I think those are two statements that most people should be able to agree with, probably even including most of the people Marcus is supposedly "arguing against", and yet from reading his posts it sounds like he completely dismisses point 2.

  • jpc0 4 days ago

    > 2. LLMs are already a massively useful technology that we are just starting to learn how to use and to derive business value from, and even without scaling to AGI, will become more and more prevalent.
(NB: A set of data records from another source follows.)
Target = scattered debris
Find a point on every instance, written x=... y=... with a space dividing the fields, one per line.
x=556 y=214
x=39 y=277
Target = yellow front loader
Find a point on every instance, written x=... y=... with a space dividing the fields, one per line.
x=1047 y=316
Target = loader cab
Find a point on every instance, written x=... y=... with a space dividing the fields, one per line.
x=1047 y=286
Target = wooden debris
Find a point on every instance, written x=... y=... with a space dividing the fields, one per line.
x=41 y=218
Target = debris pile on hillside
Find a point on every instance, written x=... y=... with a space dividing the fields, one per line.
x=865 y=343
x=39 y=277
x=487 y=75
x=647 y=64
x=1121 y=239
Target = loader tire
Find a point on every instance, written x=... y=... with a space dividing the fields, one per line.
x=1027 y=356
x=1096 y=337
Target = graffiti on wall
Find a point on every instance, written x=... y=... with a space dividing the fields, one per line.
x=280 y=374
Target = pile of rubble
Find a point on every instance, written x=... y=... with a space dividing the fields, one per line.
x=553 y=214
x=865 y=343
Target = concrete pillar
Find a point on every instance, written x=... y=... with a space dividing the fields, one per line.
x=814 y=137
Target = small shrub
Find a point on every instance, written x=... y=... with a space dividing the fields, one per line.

    No offence but every use of AI I have tried has been amazing but I haven't been comfortable deploying as a business use. The one or two places it is "good enough" it is effectively just reducing workforce and that reduction isn't translating into lower costs or general uplift, it is currently translating into job losses and increased profit margins.
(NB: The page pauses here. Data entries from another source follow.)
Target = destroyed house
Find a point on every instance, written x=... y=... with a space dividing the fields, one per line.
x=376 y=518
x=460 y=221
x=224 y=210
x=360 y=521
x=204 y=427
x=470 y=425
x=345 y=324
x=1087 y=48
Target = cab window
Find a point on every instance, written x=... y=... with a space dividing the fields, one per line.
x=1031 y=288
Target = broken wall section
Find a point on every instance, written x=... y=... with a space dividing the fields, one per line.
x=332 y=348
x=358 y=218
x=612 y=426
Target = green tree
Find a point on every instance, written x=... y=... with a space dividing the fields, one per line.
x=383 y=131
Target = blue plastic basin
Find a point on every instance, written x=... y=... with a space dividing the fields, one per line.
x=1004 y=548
    I'm AI sceptical, I feel it is a tradeoff where quality of output is reduced but also is (currently) cheaper so businesses are willing to jump in.

    At what point does OpenAI/Claude/Gemini etc stop hyperscaling and start running a profit which will translate into higher costs. So then the current reduction in cost isn't there. We will be left holding the bag of higher unemployment and an inferior product that costs the same amount of money.

    There are large unanswered questions about AI which makes me entirely anti-AI. Sure the technology is amazing as it stands, but it is fundamentally a lossy abstraction over reality and many people will happily accept the lossy abstraction but not look forward into what happens when that is the only option you have and it's no cheaper than the less lossy option (humans).

    • munksbeer 2 days ago

      > The one or two places it is "good enough" it is effectively just reducing workforce and that reduction isn't translating into lower costs or general uplift, it is currently translating into job losses and increased profit margins

      What sort of examples show this?

      • jpc0 20 hours ago

        Image generation for product ads.

        And no need to tell me that's not happening, I have seen multiple examples this week for AI generated images with a product comped in.